Eighty-four-year-old Peter Higgs and 80-year-old Francois Englert came up with the theory of
the Higgs boson, which could explain why fundamental particles have mass and how they obtain it.
(Via The New York Times)
By extension, the find could also tell scientists why stars, planets, and basically everything
else in the universe exist.
Higgs and Englert developed their award-winning theory nearly fifty years ago, but it was
only recently confirmed by the actual discovery of the Higgs boson. (Via ITV)
According to the theory, particles inside atoms gain mass by interacting with an invisible
field of energy that spreads through all of space. The more they interact, the heavier
they get. (Via NBC)
The find is considered to be the breakthrough of the century.

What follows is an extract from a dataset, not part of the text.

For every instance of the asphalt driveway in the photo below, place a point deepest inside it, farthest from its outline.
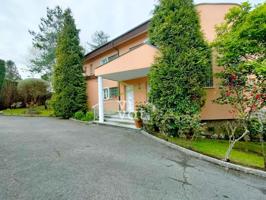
(52, 159)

"There's been a big hole in the issue of how do particles get mass? And the boson can explain
that." (Via The Wall Street Journal)
It wasn't an easy road to discovery.
The hunt for the Higgs boson started in 1964 after Higgs and Englert predicted its existence.
After more than 40 years of research, the particle was finally found by physicists in
July 2012 at the CERN laboratory in Geneva. (Via BBC)
"We have found a new particle never before seen in mother nature by slamming two beams
of protons at trillions of electron volts." (Via CNN)
Higgs and Englert almost immediately became the favorites to win the Nobel Prize after
the existence of the Higgs boson was confirmed. The two scientists will split the $1.25 million
prize at a ceremony to be held December 10 in Stockholm.